Recent legislation allows convicted people to request the California Department of Corrections and Rehabilitation (CDCR) and the District Attorney to review their cases. The review may result in courts reducing or modifying sentences and may result in reduced jail or prison time, release from custody, as well as lessen conditions of probation.
Eligible people have a 30% chance of having their sentences reduced or modified. The CDCR reported that in the past couple of years it has identified 1,105 eligible cases and referred them to courts. Courts responded in 670 cases and reduced sentences in 336 cases.
Individuals with death sentences are not eligible for consideration under penal code 1170(d)(1). Also, the CDCR generally does not recommend people with Life Without Parole sentences, 290 sex offense registration requirements, Parole Eligibility Dates or Earliest Parole Release Dates within 18 months, or a SHU (solitary) term within the last five years.
This is the criteria that the CDCR and courts use to determine whether to grant resentencing:
Has the law changed in a way that would have resulted in you receiving a lower punishment if your case was still open at this time?
Examples include Proposition 47, which reduced the punishment for certain theft and drug crimes from felonies to misdemeanors; Proposition 36, which reduced the punishment for non-violent and non-serious third strike offenders; and Proposition 64, which legalized the use of small amounts of marijuana and the sale of the drug by licensed businesses.
Was a sentencing enhancement applied to your sentence that is no longer regularly applied?
Examples include one-year prior prison term enhancements, five-year prior serious felony enhancements, use enhancements, and repeat drug trafficking enhancements.

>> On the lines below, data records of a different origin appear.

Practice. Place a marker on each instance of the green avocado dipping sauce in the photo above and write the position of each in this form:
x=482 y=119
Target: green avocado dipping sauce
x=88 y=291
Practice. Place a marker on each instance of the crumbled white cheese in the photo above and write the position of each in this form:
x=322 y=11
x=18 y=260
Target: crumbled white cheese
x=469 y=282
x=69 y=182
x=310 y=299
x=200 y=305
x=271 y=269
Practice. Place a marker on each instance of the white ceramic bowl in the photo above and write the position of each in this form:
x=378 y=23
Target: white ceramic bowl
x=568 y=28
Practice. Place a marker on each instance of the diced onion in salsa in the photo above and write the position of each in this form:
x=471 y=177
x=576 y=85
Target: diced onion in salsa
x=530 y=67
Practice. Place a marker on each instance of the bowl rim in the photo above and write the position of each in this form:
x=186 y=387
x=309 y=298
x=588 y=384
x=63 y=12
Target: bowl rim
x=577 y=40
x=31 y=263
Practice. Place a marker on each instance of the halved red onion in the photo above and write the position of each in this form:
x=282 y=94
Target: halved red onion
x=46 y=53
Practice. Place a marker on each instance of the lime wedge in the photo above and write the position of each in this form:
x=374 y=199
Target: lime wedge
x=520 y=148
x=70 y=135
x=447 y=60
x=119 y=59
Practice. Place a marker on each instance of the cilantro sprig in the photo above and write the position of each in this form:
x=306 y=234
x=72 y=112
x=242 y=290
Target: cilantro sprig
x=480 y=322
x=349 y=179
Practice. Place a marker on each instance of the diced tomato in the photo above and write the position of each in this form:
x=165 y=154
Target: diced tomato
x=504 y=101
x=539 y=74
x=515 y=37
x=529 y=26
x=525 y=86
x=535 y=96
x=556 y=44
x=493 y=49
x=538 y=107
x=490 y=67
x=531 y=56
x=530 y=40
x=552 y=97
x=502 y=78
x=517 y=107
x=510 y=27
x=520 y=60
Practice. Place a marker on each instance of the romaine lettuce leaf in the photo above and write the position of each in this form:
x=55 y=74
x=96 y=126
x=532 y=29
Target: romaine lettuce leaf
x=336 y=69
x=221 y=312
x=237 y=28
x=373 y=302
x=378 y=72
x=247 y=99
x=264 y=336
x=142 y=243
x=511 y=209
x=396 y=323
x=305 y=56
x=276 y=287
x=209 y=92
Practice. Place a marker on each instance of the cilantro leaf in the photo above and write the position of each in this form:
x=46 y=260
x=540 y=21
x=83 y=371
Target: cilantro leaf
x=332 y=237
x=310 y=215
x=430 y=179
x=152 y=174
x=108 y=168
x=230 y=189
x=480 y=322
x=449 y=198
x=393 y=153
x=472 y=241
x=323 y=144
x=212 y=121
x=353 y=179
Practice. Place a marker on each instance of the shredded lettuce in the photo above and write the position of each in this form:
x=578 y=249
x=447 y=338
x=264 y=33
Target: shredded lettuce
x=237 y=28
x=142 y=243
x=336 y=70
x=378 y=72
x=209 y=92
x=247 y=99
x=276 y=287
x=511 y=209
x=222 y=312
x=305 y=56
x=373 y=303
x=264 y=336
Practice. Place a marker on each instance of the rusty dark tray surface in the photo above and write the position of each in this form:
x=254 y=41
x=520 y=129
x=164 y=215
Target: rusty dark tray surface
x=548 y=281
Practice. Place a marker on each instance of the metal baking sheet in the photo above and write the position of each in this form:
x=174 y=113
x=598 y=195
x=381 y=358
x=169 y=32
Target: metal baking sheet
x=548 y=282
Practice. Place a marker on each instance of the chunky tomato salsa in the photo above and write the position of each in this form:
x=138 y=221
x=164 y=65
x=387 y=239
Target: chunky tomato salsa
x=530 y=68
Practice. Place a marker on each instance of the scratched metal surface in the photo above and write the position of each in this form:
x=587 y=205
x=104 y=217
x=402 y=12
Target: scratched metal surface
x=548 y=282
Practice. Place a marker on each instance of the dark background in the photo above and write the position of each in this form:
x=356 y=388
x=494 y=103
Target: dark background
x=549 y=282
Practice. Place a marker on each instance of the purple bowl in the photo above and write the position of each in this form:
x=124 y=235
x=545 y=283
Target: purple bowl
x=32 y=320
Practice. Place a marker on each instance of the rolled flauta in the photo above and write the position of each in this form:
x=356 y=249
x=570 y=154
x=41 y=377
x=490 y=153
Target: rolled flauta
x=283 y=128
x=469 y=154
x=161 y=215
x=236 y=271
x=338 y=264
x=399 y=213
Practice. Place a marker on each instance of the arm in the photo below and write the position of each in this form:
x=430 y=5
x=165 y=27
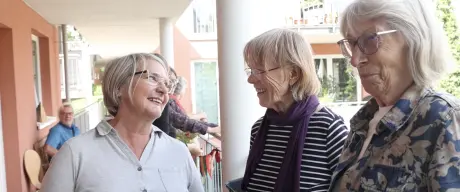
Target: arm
x=61 y=175
x=183 y=122
x=445 y=163
x=336 y=136
x=50 y=151
x=52 y=142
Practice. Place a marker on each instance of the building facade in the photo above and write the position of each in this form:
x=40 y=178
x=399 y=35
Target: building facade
x=29 y=75
x=196 y=53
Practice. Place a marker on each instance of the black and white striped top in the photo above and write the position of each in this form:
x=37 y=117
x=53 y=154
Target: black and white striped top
x=323 y=145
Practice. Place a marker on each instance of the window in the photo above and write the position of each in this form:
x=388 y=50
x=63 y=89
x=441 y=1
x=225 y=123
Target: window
x=204 y=16
x=205 y=89
x=337 y=82
x=346 y=82
x=73 y=70
x=36 y=65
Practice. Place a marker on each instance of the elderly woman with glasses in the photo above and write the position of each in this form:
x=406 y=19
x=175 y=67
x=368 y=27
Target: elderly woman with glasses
x=127 y=153
x=407 y=137
x=295 y=146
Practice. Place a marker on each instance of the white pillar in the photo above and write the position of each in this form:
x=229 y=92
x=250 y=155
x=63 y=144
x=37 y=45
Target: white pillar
x=167 y=39
x=237 y=22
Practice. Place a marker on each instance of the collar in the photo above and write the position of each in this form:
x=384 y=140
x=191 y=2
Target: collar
x=66 y=126
x=397 y=116
x=104 y=128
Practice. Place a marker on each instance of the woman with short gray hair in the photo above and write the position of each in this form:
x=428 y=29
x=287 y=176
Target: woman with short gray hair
x=127 y=153
x=407 y=137
x=295 y=146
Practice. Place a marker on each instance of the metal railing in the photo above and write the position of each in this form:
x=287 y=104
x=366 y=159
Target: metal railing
x=214 y=183
x=87 y=118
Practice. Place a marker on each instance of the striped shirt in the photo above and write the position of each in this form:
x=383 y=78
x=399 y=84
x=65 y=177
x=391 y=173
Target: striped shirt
x=323 y=145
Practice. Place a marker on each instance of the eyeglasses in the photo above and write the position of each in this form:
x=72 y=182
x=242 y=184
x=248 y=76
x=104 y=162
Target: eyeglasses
x=155 y=79
x=250 y=71
x=368 y=43
x=66 y=114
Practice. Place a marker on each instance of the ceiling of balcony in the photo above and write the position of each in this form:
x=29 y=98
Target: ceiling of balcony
x=112 y=27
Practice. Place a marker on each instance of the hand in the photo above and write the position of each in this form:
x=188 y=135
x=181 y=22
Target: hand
x=201 y=115
x=213 y=130
x=194 y=149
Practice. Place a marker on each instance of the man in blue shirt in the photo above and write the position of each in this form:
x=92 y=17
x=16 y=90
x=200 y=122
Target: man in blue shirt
x=62 y=131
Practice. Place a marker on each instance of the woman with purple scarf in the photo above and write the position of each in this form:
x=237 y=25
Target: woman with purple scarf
x=295 y=146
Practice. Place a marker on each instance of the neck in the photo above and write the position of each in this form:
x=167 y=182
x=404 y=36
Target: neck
x=391 y=96
x=134 y=131
x=282 y=106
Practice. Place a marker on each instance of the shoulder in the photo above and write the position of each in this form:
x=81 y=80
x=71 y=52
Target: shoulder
x=57 y=129
x=438 y=106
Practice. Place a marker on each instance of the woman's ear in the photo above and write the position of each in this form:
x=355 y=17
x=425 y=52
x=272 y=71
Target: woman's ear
x=294 y=76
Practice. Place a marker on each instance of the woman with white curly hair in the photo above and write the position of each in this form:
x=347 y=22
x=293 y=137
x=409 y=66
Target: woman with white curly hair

Has new information come to light since your conviction that may have caused a sentencing error?
Examples include new case facts, evidence of a clerical error or judicial error during your trial.
If your answer to any of the questions is “yes,” you may be eligible. Consider the following three questions. If any apply to you, the chances of your case being resentenced increase.
Have you exhibited exceptional conduct while at San Quentin?
Favorable behavioral records include multiple of the following: positive programming, enrolling in Alcoholics Anonymous, Narcotics Anonymous, and/or Criminals & Gang Members Anonymous, facilitation or leadership roles in classes or groups, educational, vocational, or work review training, employment preparation, positive comments from program staff and correctional staff, and if at least 10 years served and at least 50% of sentence served.
Is there evidence that you exhibit a reduced risk for future violence?
Common evidence includes age, length of time served and decreases in physical health.
Have you given assistance to law enforcement in other criminal cases?
To request CDCR review, file a CDCR Form 602 administrative appeal to your counselor, writing about your situation and asking to be evaluated for a resentencing recommendation.
The District Attorney also has the authority to recommend resentencing, but District Attorney’s offices have not formalized the criteria they plan to use for resentencing referrals. To request District Attorney review, get in contact with the Public Defender’s Office in the county where you were sentenced, so they can contact the District Attorney’s Office for you. You can also try to contact the Sentencing Review Project at 1904 Franklin St., Suite 205, Oakland, CA 94612 or online at www.sentencereview.org.